Wir werden in einigen Tagen was zu lesen, zu lachen, zu ärgern bekommen.


----------



## Wegberger (26. März 2018)

*AW: Wir haben eine klare Vorstellung davon, wie wir den Verband weiter entwickeln wol*

Hallo Kolja,



> Das strukturelle Problem beim DAFV läßt sich aber nicht durch einen Fragenkatalog klären.


Richtig .... aber dies könnte ein Einstieg sein um Andere zu sensiblisieren. 

Du als Insider konntest, wie du selber beschreibst über Jahre hinweg, erst erkennen - das du nur geblendet wurdest.

Recht zu haben ... bedeutet nicht die Mehrheit hinter sich zu haben ... Thomas hat eine unglaubliche Arbeit geleistet den Finger in die Wunde des Verbandes zu legen. Aber der nächste Schritt braucht moderatere Töne.


----------



## smithie (26. März 2018)

*AW: Wir haben eine klare Vorstellung davon, wie wir den Verband weiter entwickeln wol*



Wegberger schrieb:


> Wieso - die Thomasianer sind eh auf Linie ... da gibt es kein Zuwachs in der Gegnerschaft gegenüber dem DAFV. Aber dem moderaten, interresierten Angler wird jetzt (und wenn es über einen Nicht-Thomas-Fragenkatalog geht) der DAFV in seiner Ausrichtung dargestellt - und er ist es auch bereit zu lesen.
> 
> Klar wird man wieder zum 1000x die gleichen Fragen und Antworten lesen .... aber die Gruppe der Lesenden hat sich erweitert. Wie schon geschrieben .... die Beiträge von Anglern hier, die ganz erstaunt waren - das der Verband auf Fragen so einen Mist schreibt - spricht doch Bände.


Ich glaube es ging dabei eher um die Tatsache, dass das AB hier nun auf die gnädige Antwort des DAFV Pressesprechers warten darf (muss), anstatt auf die Thomas'schen, bestens informierten Quellen zurückgreifen zu können.

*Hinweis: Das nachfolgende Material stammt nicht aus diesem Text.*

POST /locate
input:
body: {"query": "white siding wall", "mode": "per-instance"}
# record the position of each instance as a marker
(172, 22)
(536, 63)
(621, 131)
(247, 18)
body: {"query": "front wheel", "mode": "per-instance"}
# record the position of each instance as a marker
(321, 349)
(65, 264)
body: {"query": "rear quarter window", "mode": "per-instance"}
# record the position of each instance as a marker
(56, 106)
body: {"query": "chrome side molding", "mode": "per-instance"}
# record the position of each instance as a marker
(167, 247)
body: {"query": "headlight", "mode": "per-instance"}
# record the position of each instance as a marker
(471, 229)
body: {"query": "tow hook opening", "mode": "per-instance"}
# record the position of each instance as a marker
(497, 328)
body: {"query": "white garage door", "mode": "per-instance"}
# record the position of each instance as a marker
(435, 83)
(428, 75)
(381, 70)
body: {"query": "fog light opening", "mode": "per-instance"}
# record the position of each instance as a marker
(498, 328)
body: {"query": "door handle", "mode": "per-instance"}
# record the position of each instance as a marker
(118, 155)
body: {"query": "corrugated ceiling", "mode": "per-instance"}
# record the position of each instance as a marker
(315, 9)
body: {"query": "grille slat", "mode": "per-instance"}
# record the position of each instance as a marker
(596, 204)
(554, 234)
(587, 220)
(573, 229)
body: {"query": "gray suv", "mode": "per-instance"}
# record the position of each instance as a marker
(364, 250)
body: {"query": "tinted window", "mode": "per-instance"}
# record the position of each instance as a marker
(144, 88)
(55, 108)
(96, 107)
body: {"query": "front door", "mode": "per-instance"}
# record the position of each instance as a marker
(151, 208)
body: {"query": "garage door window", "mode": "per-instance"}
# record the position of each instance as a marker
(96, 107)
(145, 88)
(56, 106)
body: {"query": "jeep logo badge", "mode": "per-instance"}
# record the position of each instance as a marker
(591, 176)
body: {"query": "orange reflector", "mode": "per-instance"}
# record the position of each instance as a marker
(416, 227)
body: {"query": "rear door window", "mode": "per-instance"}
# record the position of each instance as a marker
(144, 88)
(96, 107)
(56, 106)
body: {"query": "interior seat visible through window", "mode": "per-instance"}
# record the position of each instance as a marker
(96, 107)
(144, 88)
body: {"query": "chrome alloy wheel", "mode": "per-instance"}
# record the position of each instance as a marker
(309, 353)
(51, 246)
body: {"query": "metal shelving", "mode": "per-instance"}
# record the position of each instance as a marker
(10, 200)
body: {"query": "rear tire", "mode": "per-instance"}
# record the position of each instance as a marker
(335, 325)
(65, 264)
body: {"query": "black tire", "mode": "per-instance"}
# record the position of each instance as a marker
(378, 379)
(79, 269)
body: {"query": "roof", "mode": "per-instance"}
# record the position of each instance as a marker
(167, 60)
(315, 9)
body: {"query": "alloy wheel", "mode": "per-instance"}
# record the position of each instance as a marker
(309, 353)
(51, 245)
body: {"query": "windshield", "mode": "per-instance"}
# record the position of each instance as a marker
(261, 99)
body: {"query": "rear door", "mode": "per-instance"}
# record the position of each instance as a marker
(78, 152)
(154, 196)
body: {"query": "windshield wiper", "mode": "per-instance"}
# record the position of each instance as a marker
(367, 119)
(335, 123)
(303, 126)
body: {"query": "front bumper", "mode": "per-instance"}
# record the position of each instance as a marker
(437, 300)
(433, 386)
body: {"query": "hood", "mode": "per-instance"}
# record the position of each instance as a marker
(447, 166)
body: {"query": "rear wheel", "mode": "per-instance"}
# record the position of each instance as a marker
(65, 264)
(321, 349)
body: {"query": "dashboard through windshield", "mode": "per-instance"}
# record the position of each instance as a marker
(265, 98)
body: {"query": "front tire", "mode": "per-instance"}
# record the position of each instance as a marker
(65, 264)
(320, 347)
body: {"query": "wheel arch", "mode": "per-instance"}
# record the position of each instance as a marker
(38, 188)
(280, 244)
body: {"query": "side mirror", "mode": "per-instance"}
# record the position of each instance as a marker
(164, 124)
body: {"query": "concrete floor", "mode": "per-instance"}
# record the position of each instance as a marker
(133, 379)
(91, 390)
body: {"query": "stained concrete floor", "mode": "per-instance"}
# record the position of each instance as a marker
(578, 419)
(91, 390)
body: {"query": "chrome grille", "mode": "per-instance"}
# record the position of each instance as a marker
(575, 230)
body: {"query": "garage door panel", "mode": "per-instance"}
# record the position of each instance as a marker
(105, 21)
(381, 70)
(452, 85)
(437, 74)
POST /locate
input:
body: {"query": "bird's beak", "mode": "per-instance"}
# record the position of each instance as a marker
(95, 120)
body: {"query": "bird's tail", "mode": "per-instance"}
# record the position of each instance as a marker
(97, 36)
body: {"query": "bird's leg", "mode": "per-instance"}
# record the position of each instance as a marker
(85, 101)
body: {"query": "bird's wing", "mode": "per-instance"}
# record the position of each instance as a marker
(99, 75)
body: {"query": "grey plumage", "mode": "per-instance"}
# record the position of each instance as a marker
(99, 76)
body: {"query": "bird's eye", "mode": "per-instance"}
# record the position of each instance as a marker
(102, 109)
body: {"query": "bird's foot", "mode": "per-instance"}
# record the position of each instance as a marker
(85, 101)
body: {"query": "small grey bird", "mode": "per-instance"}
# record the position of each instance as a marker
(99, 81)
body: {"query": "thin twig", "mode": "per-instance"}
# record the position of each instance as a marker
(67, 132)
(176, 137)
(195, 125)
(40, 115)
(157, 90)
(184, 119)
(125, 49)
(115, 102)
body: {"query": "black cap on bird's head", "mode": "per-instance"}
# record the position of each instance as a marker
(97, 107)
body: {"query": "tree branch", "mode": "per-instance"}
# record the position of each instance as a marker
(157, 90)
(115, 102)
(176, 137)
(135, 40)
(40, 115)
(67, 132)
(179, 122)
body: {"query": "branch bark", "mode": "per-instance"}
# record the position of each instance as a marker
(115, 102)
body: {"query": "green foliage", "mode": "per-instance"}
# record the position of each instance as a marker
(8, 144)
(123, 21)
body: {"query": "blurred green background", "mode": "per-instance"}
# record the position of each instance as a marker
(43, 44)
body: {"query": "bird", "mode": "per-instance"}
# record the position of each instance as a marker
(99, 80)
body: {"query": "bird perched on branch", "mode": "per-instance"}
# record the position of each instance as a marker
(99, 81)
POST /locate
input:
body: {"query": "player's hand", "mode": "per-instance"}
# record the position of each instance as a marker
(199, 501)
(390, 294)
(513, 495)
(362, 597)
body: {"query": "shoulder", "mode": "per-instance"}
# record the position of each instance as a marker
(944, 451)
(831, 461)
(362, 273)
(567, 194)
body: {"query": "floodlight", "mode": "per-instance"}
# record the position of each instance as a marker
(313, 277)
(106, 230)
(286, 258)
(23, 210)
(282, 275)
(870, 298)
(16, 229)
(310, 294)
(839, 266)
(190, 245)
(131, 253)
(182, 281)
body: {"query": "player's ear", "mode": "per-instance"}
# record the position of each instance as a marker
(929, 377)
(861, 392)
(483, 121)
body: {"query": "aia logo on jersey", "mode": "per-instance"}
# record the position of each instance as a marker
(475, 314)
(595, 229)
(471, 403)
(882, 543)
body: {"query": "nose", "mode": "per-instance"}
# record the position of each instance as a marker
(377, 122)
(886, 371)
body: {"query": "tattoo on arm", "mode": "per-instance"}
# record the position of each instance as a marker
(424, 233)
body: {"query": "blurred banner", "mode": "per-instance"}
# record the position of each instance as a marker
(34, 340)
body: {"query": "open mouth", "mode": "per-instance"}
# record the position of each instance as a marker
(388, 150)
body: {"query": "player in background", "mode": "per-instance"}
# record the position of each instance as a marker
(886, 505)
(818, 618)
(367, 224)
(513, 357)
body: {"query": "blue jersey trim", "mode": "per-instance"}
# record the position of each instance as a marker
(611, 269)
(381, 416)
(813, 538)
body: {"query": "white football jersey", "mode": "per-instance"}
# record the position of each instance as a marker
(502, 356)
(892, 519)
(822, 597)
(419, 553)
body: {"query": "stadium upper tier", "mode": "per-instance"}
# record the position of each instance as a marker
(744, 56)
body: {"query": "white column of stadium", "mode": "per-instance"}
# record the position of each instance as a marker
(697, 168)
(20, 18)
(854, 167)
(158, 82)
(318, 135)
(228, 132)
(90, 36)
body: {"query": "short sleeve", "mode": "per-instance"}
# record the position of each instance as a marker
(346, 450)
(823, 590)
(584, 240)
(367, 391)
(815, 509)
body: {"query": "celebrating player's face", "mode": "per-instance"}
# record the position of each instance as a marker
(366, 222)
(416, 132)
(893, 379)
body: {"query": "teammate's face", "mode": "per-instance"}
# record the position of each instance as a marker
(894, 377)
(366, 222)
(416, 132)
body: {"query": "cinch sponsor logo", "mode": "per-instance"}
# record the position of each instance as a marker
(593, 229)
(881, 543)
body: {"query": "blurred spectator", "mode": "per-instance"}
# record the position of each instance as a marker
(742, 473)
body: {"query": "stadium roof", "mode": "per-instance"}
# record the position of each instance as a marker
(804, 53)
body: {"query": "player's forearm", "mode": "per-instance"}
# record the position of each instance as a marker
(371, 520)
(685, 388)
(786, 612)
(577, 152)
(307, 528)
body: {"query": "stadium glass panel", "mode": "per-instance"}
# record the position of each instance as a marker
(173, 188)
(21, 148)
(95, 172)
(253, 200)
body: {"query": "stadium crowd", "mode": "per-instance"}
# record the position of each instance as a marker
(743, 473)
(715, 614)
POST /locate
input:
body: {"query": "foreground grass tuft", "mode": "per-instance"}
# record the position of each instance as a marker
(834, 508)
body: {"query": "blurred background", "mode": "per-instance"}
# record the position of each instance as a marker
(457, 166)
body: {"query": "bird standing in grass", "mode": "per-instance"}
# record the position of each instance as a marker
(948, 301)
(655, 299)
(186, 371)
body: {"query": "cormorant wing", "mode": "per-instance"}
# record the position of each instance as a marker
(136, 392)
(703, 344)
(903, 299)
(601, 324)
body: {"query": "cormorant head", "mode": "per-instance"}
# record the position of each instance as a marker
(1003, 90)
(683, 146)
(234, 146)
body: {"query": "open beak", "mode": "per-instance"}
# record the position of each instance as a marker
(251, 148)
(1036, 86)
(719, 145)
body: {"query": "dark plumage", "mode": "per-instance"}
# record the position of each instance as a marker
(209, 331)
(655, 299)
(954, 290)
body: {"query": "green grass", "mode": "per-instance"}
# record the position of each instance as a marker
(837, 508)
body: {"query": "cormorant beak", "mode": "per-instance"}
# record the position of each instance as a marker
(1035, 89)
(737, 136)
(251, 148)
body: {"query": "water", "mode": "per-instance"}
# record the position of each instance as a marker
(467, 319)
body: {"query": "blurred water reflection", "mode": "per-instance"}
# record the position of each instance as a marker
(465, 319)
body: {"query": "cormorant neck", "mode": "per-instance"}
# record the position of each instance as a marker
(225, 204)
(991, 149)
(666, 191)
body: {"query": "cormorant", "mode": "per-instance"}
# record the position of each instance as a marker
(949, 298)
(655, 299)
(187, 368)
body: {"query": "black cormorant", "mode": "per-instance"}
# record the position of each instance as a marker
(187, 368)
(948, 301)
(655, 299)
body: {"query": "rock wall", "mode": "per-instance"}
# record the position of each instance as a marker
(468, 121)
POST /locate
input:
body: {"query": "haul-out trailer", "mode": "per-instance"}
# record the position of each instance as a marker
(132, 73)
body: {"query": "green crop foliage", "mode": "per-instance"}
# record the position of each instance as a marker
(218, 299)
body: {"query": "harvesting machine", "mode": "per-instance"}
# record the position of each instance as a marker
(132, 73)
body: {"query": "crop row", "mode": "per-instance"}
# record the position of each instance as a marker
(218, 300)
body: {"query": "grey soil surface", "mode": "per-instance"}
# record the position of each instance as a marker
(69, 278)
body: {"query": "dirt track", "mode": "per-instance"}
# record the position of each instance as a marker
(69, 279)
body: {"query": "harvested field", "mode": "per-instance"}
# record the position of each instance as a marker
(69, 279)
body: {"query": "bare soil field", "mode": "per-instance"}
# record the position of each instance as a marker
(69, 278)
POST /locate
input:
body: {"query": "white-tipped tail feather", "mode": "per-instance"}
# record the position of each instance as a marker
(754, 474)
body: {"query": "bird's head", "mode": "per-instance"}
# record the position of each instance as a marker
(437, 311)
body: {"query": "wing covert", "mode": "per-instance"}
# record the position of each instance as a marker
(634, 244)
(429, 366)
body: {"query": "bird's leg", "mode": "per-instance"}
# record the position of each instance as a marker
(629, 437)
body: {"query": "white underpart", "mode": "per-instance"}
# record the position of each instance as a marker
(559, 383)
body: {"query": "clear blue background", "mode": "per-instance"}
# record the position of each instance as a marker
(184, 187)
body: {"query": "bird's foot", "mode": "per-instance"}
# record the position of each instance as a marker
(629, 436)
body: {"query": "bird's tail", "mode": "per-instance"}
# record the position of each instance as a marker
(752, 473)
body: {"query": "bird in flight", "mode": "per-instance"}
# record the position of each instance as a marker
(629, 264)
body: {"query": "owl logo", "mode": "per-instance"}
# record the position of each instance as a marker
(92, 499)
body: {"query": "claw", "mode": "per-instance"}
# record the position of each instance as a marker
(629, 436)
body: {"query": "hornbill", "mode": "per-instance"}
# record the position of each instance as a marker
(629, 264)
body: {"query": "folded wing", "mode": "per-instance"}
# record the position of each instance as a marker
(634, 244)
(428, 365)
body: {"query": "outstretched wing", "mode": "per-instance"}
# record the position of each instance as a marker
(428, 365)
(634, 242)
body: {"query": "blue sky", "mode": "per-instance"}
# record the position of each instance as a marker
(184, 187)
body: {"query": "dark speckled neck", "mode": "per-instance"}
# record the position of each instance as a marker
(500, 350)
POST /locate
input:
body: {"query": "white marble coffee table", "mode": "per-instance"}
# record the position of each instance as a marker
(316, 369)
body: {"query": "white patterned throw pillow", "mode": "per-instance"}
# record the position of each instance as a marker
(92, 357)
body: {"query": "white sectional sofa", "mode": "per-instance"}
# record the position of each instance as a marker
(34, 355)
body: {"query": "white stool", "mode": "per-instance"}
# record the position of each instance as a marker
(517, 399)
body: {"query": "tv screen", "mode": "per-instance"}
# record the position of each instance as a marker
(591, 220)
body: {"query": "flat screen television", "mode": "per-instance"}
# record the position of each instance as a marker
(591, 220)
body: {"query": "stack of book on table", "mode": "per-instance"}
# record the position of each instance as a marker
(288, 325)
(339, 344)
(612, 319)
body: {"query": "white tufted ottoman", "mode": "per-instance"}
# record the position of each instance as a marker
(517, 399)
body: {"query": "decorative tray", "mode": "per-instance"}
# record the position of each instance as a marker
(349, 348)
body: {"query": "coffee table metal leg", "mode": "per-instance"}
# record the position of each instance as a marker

Ich erwarte ein Statement ohne viel Substanz oder Greifbares.
Man (Daff) hat seine Schuldigkeit getan und wenn dann das Fußvolk nicht verstehen will oder kann, was die "klare Vorstellung davon [ist], wie wir den Verband weiterentwickeln wollen", dann kann man dem Pöbel wirklich nicht mehr helfen...

Schau mer mal, ob ich mich täusche...


----------



## Wegberger (26. März 2018)

*AW: Wir haben eine klare Vorstellung davon, wie wir den Verband weiter entwickeln wol*

Hallo kati,



> Man lese mal Kommentare zum Verbandswesen von Kolja Kreder von vor nicht mal einem Jahr _(sorry Kolja)_ und realisiere, wie er von der Realität geerdet wurde.
> 
> Und ihr meint, ihr könntet mit "diskutieren" etwas verändern, wobei der  andere "Diskutant" nur vorbereitete (und doktörlich geprüfte) Statements  einstellt und nicht mal diskutiert.


Genau.... diskutieren um nicht den Verband zu ändern .... aber Die abzuholen, die von Thomas Herangehensweise abgehängt wurden aber trotzdem interessiert sind.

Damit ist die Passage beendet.